BCS is a rare disorder wherein there is wide spread clotting of the veins draining the liver. The main focus of the pathology is hepatic venous outflow obstruction resulting from either hepatic vein or Caval thrombosis or caval web or narrowing above the liver (Thrombotic states are responsible for >70% of BCS in the US and Europe while membranous Caval webs are common in Asia). The other causes include liver cancer, polycythemia, myeloproliferative disorders and oral contraceptive usage. The cause of this condition is multifactorial. There is a strong association with Hughe's syndrome or Anti phospholid syndrome (APLS), sticky blood caused by increased pro-coagulants in the blood. It is caused by a single point mutation in factor V gene, resulting in resistance against activated protein C.
Can present acutely with pain in the abdomen and sudden onset liver failure with jaundice and coma or can present insidiously with a chronic course. The marked failure of the chronic phase is severe abdominal distension from large fluid accumulation in the belly, fatigue and poor nutritional status. When due to occlusion of the Vena Cava there is accompanying swelling of the feet and kidney failure.

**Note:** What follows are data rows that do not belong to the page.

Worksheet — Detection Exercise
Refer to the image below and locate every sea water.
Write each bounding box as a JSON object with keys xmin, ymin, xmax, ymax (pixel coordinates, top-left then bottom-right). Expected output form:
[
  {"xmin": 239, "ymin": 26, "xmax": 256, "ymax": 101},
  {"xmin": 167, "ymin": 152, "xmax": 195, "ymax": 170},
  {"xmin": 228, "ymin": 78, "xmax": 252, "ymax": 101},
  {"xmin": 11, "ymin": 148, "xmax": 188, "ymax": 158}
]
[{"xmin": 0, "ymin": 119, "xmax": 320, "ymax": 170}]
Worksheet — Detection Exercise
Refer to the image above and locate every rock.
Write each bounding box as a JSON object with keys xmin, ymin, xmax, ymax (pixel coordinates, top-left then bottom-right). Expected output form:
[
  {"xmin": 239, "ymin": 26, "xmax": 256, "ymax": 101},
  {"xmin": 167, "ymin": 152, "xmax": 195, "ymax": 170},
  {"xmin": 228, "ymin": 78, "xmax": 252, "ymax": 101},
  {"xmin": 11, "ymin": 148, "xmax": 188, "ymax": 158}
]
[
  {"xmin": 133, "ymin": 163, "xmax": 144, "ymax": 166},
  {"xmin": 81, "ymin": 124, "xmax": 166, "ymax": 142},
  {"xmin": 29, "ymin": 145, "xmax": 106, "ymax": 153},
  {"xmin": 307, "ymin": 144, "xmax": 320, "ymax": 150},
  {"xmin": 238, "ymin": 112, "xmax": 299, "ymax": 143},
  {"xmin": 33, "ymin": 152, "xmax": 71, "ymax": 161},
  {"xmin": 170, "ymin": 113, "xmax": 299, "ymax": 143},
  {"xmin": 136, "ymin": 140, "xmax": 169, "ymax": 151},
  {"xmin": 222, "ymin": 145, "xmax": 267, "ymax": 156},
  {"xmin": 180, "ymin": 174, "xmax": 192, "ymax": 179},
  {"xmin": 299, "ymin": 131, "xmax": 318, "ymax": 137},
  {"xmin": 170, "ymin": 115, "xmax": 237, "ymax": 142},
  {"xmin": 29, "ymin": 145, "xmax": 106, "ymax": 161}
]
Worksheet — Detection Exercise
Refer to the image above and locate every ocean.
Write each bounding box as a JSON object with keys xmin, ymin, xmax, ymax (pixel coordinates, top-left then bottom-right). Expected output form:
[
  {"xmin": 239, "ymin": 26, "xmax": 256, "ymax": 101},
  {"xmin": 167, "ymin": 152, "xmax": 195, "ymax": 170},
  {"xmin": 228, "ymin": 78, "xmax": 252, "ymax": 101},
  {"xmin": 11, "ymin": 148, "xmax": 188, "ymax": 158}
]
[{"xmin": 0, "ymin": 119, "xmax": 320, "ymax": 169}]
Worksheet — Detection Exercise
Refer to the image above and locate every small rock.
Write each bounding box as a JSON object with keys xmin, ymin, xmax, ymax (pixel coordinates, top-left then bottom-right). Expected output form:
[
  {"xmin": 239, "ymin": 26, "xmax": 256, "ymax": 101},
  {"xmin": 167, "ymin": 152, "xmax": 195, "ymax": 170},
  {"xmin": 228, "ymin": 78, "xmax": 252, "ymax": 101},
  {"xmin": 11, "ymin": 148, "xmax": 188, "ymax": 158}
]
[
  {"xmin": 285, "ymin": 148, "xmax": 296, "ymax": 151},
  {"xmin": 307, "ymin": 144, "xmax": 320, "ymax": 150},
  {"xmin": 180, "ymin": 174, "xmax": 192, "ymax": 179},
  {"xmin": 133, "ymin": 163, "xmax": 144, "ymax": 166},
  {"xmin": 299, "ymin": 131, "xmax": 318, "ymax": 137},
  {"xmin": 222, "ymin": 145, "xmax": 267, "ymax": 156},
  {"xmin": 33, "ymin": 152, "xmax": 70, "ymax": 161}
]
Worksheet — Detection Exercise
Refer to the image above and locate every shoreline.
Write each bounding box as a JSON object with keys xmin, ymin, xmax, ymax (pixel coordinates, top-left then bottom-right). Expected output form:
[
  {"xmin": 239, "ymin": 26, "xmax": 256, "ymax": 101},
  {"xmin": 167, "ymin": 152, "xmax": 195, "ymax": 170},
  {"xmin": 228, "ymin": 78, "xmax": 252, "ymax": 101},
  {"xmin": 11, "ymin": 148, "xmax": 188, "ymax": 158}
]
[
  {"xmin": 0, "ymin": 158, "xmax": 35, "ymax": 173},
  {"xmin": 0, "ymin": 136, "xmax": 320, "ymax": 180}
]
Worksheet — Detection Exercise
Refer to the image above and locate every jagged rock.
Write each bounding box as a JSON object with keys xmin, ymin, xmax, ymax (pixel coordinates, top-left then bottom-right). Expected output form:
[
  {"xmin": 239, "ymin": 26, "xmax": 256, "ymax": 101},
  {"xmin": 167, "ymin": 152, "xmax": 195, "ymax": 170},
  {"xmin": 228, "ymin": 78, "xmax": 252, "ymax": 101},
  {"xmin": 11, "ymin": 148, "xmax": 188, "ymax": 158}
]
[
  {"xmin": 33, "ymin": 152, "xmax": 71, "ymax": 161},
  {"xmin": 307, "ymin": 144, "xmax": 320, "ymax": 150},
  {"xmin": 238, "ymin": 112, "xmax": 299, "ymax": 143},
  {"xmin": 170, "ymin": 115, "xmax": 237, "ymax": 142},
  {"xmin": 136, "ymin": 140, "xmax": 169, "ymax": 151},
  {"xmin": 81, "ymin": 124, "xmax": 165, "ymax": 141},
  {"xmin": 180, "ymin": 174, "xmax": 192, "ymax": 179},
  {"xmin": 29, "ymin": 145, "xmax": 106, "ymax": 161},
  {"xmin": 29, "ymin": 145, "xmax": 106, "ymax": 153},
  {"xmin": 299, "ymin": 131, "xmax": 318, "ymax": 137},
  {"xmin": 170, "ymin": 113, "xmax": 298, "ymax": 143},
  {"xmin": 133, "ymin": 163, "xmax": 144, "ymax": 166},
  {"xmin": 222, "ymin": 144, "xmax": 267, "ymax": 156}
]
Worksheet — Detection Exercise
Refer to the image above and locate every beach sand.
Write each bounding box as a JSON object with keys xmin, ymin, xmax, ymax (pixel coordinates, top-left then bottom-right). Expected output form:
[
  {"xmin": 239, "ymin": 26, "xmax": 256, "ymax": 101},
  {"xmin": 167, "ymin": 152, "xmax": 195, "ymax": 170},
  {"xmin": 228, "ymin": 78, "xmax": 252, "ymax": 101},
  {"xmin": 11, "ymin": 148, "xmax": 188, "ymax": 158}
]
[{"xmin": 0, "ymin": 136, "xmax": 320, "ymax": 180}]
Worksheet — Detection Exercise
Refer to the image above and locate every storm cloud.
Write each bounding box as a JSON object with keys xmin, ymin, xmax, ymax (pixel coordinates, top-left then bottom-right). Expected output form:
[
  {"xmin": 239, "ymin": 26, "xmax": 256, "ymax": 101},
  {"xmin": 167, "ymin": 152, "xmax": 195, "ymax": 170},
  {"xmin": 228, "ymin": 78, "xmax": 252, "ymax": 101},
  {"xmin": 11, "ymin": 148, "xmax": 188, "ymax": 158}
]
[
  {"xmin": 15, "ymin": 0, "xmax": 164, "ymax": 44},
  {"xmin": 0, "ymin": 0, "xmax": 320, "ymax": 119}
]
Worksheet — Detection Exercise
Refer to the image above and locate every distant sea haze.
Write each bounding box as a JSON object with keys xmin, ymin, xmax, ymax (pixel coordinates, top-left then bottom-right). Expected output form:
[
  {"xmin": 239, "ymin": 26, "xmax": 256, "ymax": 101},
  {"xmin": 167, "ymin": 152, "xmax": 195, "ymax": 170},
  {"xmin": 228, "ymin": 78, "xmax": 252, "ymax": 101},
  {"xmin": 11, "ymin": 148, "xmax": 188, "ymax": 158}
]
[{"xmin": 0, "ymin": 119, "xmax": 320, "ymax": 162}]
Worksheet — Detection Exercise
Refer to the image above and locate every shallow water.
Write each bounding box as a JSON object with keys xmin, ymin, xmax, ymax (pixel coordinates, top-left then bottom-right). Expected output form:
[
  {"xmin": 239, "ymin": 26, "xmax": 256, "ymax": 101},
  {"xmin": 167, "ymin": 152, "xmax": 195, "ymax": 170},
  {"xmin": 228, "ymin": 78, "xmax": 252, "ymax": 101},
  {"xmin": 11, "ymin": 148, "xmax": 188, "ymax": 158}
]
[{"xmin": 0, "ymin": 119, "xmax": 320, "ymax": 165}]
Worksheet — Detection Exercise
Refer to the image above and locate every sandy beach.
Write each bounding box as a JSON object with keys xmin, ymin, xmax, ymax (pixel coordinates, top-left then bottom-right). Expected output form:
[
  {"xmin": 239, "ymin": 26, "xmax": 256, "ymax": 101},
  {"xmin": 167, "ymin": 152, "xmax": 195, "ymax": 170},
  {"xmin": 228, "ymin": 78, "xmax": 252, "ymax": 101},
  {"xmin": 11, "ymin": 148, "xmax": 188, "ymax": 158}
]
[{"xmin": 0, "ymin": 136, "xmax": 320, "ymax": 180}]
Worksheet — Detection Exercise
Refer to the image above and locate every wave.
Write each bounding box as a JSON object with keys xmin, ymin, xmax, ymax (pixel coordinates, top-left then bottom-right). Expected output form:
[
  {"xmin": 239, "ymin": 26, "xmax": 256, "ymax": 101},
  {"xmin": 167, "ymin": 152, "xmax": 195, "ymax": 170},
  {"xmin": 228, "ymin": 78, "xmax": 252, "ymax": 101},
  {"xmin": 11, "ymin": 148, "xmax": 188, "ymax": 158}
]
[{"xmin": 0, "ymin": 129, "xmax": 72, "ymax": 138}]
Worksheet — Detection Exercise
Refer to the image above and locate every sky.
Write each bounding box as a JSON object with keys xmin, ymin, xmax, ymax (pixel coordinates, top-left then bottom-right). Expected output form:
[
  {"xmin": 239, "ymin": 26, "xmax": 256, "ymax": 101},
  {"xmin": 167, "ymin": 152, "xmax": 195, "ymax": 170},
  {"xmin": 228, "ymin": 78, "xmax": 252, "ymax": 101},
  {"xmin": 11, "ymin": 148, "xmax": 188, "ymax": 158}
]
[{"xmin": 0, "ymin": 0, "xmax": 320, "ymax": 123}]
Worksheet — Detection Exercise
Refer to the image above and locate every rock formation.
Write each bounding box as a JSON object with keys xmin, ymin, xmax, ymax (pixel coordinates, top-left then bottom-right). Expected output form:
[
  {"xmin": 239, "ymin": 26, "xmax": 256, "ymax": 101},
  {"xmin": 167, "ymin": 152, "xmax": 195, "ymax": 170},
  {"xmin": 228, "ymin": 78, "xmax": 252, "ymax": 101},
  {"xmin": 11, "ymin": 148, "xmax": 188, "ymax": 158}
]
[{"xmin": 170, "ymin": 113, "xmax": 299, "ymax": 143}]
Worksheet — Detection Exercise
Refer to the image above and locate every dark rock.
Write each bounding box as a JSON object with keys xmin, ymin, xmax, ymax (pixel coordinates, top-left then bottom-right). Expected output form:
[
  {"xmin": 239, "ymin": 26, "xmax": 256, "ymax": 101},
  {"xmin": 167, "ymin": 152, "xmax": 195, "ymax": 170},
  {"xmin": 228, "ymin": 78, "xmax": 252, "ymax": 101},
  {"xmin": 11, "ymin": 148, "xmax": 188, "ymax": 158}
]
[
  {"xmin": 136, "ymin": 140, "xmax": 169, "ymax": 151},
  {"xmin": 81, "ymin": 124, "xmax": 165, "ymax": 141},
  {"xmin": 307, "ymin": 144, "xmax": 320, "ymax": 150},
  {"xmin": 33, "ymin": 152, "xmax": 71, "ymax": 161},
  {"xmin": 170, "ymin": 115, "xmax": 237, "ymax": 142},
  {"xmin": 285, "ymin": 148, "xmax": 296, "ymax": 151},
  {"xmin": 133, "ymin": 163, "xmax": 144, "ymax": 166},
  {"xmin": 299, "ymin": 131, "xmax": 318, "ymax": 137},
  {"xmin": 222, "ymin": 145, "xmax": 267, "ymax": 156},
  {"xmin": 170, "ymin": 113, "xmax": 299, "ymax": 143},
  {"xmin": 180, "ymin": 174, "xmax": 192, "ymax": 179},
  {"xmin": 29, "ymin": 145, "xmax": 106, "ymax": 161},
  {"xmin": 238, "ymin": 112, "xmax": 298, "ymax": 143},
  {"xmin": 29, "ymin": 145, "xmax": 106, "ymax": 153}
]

Angiography by transjugular approach and measurement of heptic wedge pressure are the gold standard for establishing the diagnosis. CT scan, MRI and Doppler examination can give equally reliable diagnosis. Level of serum albumin helps in determining the severity of liver disease. The workup should investigate the cause of BCS with complete analysis of procoagulant state (anti thrombin-III deficiency, Protein-C, Protein-S, Lupus anticaogulant, igG anticardiolipin antibody, polycythemia vera, Essential thrombocytocis etc). Peripheral smear and bone marrow biopsy may be required to rule out myeloproliferative disorders. Liver biopsy shows intense centrilobular congestion as well as pressure necrosis of the hepatocytes and in chronic cases fibrosis. Though liver biopsy is not required for diagnosis it helps in planning the appropriate therapy.

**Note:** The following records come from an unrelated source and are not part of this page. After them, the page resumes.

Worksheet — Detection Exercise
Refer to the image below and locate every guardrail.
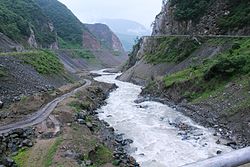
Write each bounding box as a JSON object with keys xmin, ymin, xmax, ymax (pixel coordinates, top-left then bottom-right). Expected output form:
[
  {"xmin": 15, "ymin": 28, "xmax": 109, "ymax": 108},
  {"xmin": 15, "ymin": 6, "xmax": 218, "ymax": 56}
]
[
  {"xmin": 182, "ymin": 147, "xmax": 250, "ymax": 167},
  {"xmin": 142, "ymin": 34, "xmax": 250, "ymax": 38}
]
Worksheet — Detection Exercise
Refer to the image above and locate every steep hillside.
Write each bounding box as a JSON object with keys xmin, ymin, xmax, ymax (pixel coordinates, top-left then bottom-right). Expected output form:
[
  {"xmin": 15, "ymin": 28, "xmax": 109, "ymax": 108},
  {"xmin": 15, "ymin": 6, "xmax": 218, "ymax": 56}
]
[
  {"xmin": 36, "ymin": 0, "xmax": 127, "ymax": 70},
  {"xmin": 98, "ymin": 19, "xmax": 151, "ymax": 51},
  {"xmin": 120, "ymin": 0, "xmax": 250, "ymax": 146},
  {"xmin": 0, "ymin": 0, "xmax": 56, "ymax": 48},
  {"xmin": 36, "ymin": 0, "xmax": 83, "ymax": 48},
  {"xmin": 153, "ymin": 0, "xmax": 250, "ymax": 35}
]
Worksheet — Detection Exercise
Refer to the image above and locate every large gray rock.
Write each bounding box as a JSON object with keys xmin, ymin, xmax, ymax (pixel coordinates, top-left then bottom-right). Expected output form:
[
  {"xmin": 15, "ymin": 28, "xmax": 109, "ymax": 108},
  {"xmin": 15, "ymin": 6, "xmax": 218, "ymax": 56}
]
[{"xmin": 0, "ymin": 100, "xmax": 4, "ymax": 109}]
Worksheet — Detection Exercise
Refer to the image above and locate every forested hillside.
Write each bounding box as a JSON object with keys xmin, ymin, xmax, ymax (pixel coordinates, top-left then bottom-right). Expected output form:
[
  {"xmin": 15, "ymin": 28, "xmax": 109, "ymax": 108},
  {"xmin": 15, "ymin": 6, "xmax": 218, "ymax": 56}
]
[{"xmin": 0, "ymin": 0, "xmax": 56, "ymax": 47}]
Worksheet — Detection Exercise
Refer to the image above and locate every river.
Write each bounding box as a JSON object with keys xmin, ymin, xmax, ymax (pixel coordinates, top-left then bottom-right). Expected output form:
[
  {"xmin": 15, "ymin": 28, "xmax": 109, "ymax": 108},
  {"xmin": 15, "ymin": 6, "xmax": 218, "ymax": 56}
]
[{"xmin": 95, "ymin": 71, "xmax": 231, "ymax": 167}]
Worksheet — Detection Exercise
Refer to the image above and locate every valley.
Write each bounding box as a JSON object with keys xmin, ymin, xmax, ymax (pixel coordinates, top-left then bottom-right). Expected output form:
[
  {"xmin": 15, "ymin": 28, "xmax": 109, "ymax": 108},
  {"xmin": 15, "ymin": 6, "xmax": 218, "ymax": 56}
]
[{"xmin": 0, "ymin": 0, "xmax": 250, "ymax": 167}]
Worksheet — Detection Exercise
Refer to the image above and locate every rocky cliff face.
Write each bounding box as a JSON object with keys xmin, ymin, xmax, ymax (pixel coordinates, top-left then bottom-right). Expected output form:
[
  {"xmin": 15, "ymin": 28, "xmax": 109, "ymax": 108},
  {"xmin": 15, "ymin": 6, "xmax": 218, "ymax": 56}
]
[
  {"xmin": 152, "ymin": 0, "xmax": 250, "ymax": 35},
  {"xmin": 0, "ymin": 0, "xmax": 56, "ymax": 48}
]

Non surgical therapies with anticoagulant therapy are seldom successful. In the absence of supracaval obstruction, poto-caval or meso-caval shunts are useful. In presence of high grade caval obstruction meso-atrial shunt may be indicated. Early in the disease process it may be ideal to consider TIPSS (Trans jugular Intrahepatic Porto Systemic Shunt). Orthopotic liver transplant is indicated when the synthetic function of the liver is poor (ie; Albumin < 3 Gm/d1, PT 3 second or more above normal and bilurubin > 3 mg/d1). Patients with fibrosis on the biopsy with no decompensation may be benefit with shunt surgery. Though progressive fibrosis and cirrhosis will dominate the clinical course of some post-shunt patients. The other factors which influence the decision to transplant include nutritional status and presence of malignancy or antiphospholipid syndrome.

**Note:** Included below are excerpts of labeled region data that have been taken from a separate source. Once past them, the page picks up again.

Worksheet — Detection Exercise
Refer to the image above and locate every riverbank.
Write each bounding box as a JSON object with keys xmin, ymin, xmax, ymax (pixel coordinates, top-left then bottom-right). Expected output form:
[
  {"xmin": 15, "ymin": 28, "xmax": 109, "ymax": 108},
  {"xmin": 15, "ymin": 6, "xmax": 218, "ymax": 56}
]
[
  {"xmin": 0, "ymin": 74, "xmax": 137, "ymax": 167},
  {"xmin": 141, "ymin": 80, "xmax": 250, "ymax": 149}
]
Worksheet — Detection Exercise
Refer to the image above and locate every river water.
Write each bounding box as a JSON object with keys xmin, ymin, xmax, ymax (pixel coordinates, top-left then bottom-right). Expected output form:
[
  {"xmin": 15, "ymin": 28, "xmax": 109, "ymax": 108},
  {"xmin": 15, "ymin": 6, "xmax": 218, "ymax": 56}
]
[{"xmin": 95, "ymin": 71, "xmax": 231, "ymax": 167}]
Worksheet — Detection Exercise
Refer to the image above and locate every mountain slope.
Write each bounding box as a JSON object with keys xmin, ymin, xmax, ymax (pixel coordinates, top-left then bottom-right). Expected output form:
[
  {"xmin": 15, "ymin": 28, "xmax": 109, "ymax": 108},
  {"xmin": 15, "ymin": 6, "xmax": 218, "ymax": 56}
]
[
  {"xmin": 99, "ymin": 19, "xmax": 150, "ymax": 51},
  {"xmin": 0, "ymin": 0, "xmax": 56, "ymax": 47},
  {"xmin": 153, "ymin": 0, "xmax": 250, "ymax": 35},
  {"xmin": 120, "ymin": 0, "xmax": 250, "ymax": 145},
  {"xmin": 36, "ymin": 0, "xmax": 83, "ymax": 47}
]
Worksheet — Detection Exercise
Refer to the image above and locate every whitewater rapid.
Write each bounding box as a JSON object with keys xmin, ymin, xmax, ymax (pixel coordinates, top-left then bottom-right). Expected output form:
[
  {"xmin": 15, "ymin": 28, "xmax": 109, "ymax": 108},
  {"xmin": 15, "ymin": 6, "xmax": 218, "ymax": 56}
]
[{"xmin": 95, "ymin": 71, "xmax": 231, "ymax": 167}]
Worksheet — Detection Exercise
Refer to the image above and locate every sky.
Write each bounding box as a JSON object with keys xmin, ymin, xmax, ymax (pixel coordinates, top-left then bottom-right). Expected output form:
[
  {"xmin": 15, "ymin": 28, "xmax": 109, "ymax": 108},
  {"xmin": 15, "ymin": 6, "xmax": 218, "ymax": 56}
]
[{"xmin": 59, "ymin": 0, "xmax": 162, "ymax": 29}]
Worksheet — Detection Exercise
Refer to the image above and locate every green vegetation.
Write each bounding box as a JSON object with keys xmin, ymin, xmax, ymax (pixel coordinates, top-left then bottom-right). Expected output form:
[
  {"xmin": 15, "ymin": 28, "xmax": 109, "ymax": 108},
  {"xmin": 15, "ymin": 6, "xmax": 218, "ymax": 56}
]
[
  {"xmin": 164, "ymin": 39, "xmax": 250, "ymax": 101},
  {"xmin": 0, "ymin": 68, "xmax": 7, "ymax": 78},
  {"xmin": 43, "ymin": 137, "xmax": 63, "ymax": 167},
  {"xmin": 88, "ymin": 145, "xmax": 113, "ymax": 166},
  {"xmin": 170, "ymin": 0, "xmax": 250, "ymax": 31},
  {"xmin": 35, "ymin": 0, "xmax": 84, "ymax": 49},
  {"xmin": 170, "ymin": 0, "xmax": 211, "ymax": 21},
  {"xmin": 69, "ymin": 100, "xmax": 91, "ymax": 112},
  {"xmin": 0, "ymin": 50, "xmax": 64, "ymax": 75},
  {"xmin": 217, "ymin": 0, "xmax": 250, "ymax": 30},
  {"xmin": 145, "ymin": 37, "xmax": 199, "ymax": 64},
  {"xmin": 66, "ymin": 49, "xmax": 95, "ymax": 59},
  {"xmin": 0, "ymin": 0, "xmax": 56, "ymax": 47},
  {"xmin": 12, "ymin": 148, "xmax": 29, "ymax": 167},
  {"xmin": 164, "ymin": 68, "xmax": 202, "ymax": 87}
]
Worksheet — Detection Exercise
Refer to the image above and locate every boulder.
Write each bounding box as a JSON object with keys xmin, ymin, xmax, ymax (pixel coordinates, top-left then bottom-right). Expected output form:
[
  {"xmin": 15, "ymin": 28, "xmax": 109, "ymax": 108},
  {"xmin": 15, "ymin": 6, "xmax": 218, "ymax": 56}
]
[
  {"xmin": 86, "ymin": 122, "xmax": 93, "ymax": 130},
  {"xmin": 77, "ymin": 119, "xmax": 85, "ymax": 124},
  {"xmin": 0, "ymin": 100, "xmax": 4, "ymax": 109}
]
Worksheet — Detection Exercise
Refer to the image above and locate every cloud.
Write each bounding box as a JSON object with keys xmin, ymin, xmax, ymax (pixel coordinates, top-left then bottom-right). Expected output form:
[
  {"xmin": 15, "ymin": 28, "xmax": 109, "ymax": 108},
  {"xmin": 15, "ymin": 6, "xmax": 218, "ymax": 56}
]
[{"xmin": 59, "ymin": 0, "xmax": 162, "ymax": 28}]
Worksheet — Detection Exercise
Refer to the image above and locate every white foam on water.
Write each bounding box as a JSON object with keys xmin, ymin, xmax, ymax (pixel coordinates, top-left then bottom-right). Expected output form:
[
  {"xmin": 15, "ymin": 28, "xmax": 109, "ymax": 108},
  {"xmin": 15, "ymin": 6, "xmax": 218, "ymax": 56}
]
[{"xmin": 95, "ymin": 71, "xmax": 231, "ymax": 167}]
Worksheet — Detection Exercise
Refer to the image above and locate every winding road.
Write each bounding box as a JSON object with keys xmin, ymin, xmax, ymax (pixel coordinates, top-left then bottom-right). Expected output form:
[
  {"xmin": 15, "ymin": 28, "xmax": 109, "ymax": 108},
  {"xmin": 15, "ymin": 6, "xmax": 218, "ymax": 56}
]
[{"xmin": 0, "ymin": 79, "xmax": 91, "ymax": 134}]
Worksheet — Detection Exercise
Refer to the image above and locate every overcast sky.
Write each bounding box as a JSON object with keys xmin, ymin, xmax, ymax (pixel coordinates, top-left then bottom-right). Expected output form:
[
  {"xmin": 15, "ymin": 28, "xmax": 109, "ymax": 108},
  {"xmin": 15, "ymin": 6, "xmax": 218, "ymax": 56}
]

Current opinions and Prognosis:
Acute BCS with fulminant hepatic failure will need OLT. Chronic BCS with fibrosis and synthetic dysfunction should have the benefit of OLT(50-80% 3 year survival). Chronic BCS without synthetic dysfunction but fibrosis on liver biopsy may either have shunt surgery or OLT depending on the center's expertise. When early without fibrosis most patients will benefit from TIPSS and if they progress to have cirrhosis may later go in for OLT. Some of the procoagulant states caused by factor V gene mutation may be cured by OLT.